The functions we've been using communicate errors throwing exceptions. There are also non-throwing overloads that use error codes.
If the server fails to fulfill a request (for example, because the provided
SQL was invalid or a referenced table didn't exist), the operation is considered
failed and will return an error. The server provides an error message that
can be accessed using the diagnostics
class. For example:
error_code ec; diagnostics diag; results result; // The provided SQL is invalid. The server will return an error. // ec will be set to a non-zero value conn.query("this is not SQL!", result, ec, diag); if (ec) { // The error code will likely report a syntax error std::cout << "Operation failed with error code: " << ec << '\n'; // diag.server_message() will contain the classic phrase // "You have an error in your SQL syntax; check the manual..." // Bear in mind that server_message() may contain user input, so treat it with caution std::cout << "Server diagnostics: " << diag.server_message() << std::endl; }
With exceptions, this would be:
try { // The provided SQL is invalid. This function will throw an exception. results result; conn.query("this is not SQL!", result); } catch (const error_with_diagnostics& err) { // error_with_diagnostics contains an error_code and a diagnostics object. // It inherits from boost::system::system_error. std::cout << "Operation failed with error code: " << err.code() << '\n' << "Server diagnostics: " << err.get_diagnostics().server_message() << std::endl; }
As with Boost.Asio, every sync operation has an async counterpart. This library
follows Asio's async model, so you may use async operations with any valid
Asio CompletionToken
, including
callbacks and coroutines.
For example, if you can use C++20, you can write:
// Using this CompletionToken, you get C++20 coroutines that communicate // errors with error_codes. This way, you can access the diagnostics object. constexpr auto token = boost::asio::as_tuple(boost::asio::use_awaitable); // Run our query as a coroutine diagnostics diag; results result; auto [ec] = co_await conn.async_query("SELECT 'Hello world!'", result, diag, token); // This will throw an error_with_diagnostics in case of failure boost::mysql::throw_on_error(ec, diag);
The examples section contains material that can help you. This section also provides more info on this topic.

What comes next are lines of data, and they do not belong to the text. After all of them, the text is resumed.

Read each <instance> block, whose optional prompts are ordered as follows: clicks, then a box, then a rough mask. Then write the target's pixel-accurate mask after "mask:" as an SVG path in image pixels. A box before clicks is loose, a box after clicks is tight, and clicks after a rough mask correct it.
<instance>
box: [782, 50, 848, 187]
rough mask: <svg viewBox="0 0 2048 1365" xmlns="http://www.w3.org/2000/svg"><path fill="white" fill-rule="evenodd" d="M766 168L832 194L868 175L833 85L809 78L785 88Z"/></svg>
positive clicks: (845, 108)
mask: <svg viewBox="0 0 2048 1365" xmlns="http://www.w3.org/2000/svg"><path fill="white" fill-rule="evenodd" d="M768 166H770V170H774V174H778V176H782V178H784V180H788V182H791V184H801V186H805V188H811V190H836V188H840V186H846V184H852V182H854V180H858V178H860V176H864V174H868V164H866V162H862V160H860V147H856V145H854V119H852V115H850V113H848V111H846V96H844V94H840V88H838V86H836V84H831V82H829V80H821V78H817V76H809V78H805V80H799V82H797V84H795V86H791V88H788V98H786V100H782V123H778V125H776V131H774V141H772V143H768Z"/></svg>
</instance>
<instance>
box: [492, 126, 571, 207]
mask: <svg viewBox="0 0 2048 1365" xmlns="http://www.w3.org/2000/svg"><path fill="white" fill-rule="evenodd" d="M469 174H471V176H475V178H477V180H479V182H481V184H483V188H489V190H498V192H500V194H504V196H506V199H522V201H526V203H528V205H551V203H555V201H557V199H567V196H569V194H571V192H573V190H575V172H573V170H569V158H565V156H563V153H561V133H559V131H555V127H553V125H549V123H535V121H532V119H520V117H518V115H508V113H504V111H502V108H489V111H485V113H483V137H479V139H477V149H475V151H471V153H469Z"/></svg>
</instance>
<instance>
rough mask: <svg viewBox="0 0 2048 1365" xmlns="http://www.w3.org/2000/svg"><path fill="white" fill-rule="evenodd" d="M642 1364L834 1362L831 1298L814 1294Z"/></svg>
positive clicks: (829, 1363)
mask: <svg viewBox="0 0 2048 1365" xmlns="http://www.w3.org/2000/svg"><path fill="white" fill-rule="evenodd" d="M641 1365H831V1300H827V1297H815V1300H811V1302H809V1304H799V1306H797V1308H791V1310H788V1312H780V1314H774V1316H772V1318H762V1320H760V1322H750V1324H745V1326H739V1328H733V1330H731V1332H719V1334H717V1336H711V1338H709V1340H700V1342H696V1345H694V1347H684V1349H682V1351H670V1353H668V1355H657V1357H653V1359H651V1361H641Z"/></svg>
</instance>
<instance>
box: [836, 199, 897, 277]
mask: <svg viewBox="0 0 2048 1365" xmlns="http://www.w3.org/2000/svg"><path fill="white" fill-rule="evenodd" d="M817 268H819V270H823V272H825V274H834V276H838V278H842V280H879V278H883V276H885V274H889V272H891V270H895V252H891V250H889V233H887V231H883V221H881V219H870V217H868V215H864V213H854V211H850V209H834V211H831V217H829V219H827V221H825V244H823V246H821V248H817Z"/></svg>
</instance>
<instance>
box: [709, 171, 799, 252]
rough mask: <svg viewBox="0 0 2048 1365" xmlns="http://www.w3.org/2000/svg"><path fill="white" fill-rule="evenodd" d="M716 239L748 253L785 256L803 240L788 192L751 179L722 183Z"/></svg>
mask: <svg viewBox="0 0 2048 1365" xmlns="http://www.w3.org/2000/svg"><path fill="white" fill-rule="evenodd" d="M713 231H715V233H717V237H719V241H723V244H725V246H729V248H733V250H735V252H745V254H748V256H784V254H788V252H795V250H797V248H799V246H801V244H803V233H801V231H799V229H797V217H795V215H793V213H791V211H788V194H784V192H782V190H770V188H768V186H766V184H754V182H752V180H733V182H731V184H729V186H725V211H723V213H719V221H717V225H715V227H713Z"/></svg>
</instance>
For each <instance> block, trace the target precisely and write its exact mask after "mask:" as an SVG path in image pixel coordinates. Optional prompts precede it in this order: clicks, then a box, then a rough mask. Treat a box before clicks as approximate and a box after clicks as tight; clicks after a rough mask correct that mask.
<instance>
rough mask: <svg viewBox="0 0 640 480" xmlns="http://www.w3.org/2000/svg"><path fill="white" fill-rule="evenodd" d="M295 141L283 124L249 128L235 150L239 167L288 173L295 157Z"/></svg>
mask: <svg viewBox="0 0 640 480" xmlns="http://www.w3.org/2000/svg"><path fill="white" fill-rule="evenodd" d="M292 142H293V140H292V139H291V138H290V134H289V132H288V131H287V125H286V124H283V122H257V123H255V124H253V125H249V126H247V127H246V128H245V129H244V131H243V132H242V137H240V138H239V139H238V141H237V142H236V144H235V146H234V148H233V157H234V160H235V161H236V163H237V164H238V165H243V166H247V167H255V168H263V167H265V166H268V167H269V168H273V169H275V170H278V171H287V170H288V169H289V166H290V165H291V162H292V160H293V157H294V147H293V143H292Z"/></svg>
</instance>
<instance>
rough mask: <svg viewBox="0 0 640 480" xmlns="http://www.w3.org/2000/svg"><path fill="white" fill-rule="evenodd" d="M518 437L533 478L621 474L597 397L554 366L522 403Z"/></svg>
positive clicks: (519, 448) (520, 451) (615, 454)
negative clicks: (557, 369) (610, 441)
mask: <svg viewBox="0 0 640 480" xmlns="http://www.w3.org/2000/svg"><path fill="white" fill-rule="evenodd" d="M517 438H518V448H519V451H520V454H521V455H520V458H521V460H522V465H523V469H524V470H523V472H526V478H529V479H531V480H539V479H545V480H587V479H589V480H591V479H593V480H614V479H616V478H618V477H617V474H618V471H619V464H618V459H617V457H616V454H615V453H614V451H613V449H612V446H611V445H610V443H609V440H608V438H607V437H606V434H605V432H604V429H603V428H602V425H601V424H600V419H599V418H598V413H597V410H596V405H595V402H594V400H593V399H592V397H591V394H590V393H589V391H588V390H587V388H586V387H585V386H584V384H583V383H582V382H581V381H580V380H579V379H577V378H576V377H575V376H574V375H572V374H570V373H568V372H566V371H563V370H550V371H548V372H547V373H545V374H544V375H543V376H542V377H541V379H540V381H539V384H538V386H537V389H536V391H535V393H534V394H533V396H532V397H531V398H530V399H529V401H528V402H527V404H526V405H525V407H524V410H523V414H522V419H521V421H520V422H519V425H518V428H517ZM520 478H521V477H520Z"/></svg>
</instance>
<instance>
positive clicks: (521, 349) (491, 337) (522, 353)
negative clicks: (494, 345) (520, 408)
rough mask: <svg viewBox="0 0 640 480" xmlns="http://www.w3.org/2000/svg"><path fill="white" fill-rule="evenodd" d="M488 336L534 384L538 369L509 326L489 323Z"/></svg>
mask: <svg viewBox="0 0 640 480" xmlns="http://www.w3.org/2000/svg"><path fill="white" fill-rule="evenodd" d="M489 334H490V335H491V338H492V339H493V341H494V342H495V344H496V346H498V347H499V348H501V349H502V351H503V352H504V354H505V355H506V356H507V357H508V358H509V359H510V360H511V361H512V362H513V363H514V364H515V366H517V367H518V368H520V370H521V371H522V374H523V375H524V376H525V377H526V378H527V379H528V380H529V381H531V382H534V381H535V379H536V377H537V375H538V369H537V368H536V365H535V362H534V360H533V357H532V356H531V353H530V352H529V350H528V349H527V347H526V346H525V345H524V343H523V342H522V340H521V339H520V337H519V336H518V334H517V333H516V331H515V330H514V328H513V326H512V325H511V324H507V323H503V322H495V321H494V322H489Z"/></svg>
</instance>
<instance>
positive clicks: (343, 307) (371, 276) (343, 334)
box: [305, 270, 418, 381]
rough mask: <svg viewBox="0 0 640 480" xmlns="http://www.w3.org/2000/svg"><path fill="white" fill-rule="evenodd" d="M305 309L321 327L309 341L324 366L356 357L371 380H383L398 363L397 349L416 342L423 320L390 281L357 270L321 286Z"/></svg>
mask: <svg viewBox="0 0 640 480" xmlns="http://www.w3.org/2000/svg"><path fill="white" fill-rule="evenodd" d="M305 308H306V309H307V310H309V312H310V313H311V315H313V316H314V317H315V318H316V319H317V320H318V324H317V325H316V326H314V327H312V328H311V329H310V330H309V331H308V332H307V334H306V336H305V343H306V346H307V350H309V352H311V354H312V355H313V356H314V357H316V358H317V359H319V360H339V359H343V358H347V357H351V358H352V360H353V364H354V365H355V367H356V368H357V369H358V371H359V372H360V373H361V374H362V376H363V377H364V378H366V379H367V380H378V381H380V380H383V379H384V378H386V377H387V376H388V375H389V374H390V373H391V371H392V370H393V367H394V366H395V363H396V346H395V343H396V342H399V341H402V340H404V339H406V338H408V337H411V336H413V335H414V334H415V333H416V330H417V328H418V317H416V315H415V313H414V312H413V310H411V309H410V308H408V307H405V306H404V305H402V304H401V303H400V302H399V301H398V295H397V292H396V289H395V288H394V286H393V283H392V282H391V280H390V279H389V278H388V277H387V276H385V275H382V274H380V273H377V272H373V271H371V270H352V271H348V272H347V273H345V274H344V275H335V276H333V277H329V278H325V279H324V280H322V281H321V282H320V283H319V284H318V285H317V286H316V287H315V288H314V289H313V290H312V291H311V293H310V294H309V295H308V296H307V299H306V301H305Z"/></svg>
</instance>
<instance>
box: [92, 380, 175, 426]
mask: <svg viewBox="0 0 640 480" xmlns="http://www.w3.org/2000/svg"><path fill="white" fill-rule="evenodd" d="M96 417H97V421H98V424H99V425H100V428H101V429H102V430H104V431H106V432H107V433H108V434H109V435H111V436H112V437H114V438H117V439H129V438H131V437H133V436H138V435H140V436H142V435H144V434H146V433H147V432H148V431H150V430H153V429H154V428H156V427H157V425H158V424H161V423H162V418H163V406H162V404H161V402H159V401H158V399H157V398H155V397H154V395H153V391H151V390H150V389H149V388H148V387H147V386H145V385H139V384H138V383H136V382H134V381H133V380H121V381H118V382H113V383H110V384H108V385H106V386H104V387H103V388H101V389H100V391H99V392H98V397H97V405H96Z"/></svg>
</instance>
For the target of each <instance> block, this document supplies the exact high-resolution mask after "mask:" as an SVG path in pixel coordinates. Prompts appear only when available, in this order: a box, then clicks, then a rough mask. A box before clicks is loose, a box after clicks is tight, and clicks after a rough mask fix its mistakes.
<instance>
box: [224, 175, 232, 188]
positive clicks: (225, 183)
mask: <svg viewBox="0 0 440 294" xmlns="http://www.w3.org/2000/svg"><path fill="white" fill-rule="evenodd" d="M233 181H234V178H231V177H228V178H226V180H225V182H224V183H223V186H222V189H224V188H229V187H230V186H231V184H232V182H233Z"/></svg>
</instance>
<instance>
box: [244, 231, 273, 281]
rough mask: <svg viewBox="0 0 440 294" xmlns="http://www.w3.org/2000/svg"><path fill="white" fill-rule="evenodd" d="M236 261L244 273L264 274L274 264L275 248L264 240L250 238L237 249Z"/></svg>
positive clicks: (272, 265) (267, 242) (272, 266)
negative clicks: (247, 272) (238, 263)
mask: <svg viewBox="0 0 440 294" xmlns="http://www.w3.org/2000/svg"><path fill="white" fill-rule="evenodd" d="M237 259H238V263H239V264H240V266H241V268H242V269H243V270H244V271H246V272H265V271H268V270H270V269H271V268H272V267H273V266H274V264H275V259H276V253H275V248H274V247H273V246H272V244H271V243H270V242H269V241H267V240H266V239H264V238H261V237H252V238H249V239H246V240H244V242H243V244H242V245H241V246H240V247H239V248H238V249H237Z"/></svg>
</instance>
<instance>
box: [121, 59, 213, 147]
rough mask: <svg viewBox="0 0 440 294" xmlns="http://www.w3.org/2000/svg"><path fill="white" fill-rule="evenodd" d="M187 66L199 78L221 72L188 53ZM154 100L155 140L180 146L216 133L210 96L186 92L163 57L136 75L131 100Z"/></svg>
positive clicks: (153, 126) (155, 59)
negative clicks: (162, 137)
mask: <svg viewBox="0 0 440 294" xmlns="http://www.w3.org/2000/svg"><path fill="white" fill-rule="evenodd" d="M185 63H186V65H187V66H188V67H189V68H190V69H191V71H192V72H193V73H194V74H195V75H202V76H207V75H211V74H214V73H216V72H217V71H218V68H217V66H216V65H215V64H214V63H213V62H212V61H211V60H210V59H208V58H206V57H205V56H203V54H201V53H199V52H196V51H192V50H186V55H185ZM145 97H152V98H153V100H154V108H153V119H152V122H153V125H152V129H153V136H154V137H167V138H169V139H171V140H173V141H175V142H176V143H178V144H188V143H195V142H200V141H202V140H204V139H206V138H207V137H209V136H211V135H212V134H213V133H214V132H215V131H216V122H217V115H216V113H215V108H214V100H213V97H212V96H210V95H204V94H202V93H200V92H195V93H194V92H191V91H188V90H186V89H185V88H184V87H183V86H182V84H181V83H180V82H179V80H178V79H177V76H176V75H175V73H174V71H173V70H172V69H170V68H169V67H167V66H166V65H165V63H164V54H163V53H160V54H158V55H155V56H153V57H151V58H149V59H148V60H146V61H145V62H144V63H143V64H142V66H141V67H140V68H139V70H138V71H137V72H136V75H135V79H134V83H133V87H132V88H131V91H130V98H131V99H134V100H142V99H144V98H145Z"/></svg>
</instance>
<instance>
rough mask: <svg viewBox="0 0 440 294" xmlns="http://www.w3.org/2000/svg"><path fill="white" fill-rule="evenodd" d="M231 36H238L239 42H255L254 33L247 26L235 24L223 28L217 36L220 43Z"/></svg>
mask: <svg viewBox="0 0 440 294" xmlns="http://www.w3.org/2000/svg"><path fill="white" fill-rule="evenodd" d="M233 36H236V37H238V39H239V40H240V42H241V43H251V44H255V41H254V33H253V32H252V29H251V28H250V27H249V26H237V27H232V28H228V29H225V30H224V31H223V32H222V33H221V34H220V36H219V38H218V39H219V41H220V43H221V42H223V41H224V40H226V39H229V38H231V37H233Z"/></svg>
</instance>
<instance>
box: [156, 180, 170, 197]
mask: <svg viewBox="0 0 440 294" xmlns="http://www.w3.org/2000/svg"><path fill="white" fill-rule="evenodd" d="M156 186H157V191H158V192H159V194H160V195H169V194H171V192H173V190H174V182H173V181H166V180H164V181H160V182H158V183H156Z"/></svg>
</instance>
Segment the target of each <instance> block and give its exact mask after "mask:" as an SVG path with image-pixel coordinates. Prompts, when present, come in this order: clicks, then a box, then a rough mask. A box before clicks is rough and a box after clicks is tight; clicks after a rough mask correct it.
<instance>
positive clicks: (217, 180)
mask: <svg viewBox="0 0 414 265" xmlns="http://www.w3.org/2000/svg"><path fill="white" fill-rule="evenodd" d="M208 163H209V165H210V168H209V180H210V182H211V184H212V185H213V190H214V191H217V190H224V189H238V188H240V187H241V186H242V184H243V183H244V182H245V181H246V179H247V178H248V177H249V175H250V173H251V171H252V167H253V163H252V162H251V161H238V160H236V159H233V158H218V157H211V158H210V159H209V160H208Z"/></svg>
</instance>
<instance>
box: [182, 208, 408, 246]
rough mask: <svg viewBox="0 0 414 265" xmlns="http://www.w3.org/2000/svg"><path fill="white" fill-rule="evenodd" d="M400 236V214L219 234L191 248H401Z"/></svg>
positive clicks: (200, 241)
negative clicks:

At any given point in time, a connection
may only have a single async operation outstanding. This is because the connection
uses the underlying Stream
object directly, without any locking or queueing. If you perform several
async operations concurrently on a single connection without any serialization,
the stream may interleave reads and writes from different operations, leading
to undefined behavior.
For example, connection::async_query
performs both reads and writes. Doing this is illegal and should be avoided:
// Coroutine body // DO NOT DO THIS!!!! results result1, result2; co_await ( conn.async_query("SELECT 1", result1, boost::asio::use_awaitable) && conn.async_query("SELECT 2", result2, boost::asio::use_awaitable) );
If you need to perform queries in parallel, open more connections to the server.